The state has issued a permit for Timbermill Wind’s proposal to build and operate a wind energy facility in Chowan County.
The North Carolina Department of Environmental Quality’s Division of Energy, Mineral, and Land Resources announced Tuesday that it had granted approval for up to 45 turbines and associated infrastructure to be built north of Edenton.
The company proposes construction of wind energy generation capabilities of up to 189 megawatts with a 6.1-mile, 230-kilovolt transmission line and associated facilities to connect the wind project to the existing Dominion Energy transmission grid, according to the application the division received May 19, 2022.
The division said it had thoroughly considered comments received during the public engagement process, including a public hearing held July 21, 2022.
Former Rep. Pat McElraft, R-Carteret, had written during the public comment period that Timbermill Wind had “neglected to address certain key points in their application,” regarding encroachment concerns related to Marine Corps Air Station Cherry Point and its mission and training capabilities.
The group Allies for Cherry Point’s Tomorrow had said the application “completely fails to address military issues” and called on the state to reject it. In written comments, the group’s president William Lewis Jr. said the project would also interfere with the Navy’s relocatable over-the-horizon radar, or ROTHR, system, a long-range, land-based, wide-area surveillance system that tracks aircraft and surface ships off the U.S. coastline.
The permit is the first for a facility under a 2013 state law establishing the permitting program for wind energy facilities, and it comes with conditions.
Permit conditions to remain in effect for the life of the project cover the construction, operation and decommissioning of the site with the potential for civil penalties for violations. Timbermill Wind is also required to comply with all local and federal permitting regulations and obtain any necessary permits.
Construction and operating conditions include obtaining a written “Determination of No Hazard to Air Navigation” issued by the Federal Aviation Administration. All turbines and meteorological towers must be marked and lit according to FAA guidelines and must be visible on night-vision goggles. During construction, all turbines must be lit with temporary equipment when reaching a height of more than 200 feet, until permanent lighting is constructed.

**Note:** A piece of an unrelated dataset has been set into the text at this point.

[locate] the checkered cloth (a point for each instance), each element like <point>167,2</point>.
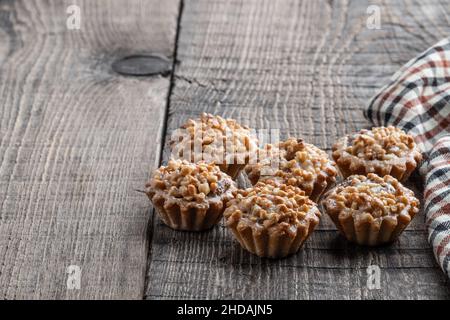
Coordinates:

Conditions also include minimizing the clearing of trees and vegetation during construction, “within the bounds of sound engineering principles,” and minimizing impacts to jurisdictional wetlands and wildlife by complying with U.S. Fish and Wildlife Service terms in the agency’s biological opinion included as part of the U.S. Army Corps of Engineers’ Clean Water Act Section 404 permit.
The company must alert DEQ within 24 hours of “an extraordinary event” and comply with an emergency response plan in consultation with emergency responders with jurisdiction over the facility.
Timbermill must also provide financial assurance to Chowan County covering decommissioning costs and report energy production data from the facility, including explanations for inactivity.
The final permit, final permit reviews, hearing officer’s report and process to contest the permit decision can be found on the DEQ website.